November 16, 2015 Headlines 1 Comment

OH Muhlenberg, LLC Identifies and Contains a Security Incident at Muhlenberg Hospital

Muhlenberg Community Hospital (KY) discovers keystroke loggers installed on several hospital computers after receiving a notice from the FBI warning of suspicious network activity. A forensics investigation conceded that the breach could have happened as early as January 2012.

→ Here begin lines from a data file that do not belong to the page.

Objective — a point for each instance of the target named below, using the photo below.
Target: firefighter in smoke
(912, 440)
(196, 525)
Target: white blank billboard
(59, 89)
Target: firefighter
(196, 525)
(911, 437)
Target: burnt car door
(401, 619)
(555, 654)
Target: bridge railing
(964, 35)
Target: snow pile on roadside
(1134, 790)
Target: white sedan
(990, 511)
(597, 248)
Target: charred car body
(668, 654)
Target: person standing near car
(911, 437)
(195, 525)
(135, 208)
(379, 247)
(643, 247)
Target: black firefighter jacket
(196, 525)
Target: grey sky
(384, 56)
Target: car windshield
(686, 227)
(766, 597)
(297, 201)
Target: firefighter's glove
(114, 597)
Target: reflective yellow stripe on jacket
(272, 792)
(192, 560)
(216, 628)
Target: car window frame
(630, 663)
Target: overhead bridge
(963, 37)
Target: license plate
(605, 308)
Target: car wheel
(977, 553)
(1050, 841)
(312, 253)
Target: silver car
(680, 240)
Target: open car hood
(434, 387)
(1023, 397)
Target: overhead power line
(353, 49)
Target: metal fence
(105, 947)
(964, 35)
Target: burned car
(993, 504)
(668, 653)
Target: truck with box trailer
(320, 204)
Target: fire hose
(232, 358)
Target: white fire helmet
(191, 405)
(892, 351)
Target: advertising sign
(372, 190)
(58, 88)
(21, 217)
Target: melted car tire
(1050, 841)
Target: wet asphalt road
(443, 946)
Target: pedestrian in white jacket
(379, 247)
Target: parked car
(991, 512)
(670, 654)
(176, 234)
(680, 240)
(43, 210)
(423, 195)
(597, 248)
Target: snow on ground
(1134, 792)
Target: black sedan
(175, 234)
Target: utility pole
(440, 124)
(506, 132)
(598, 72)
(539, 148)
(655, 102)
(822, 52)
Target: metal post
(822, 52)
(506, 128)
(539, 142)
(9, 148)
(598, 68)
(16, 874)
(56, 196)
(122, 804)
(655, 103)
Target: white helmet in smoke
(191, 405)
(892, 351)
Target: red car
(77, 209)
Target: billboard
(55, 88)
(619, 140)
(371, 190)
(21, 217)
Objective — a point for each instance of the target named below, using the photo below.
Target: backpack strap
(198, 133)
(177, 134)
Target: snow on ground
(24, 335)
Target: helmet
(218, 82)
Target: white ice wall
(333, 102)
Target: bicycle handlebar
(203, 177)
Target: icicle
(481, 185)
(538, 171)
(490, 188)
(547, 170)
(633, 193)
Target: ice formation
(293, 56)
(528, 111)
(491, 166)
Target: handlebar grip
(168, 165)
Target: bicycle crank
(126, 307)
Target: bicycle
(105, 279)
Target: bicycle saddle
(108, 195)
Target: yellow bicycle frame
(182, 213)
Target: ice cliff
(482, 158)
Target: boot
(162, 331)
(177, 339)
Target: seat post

Many Say High Deductibles Make Their Health Law Insurance All but Useless

The New York Times covers the rise of high-deductible insurance plans on ACA marketplaces, which in some states make up more than half of the available options. One customer explains their experience, “The deductible, $3,000 a year, makes it impossible to actually go to the doctor. We have insurance, but can’t afford to use it.”

HHS calls in all players for health IT strategic plan

In an interview with Federal Times, Karen DeSalvo, MD discusses the efforts that went into creating the Federal Health IT Strategic Plan and the influence that ongoing VA/DoD interoperability issues had on the final product.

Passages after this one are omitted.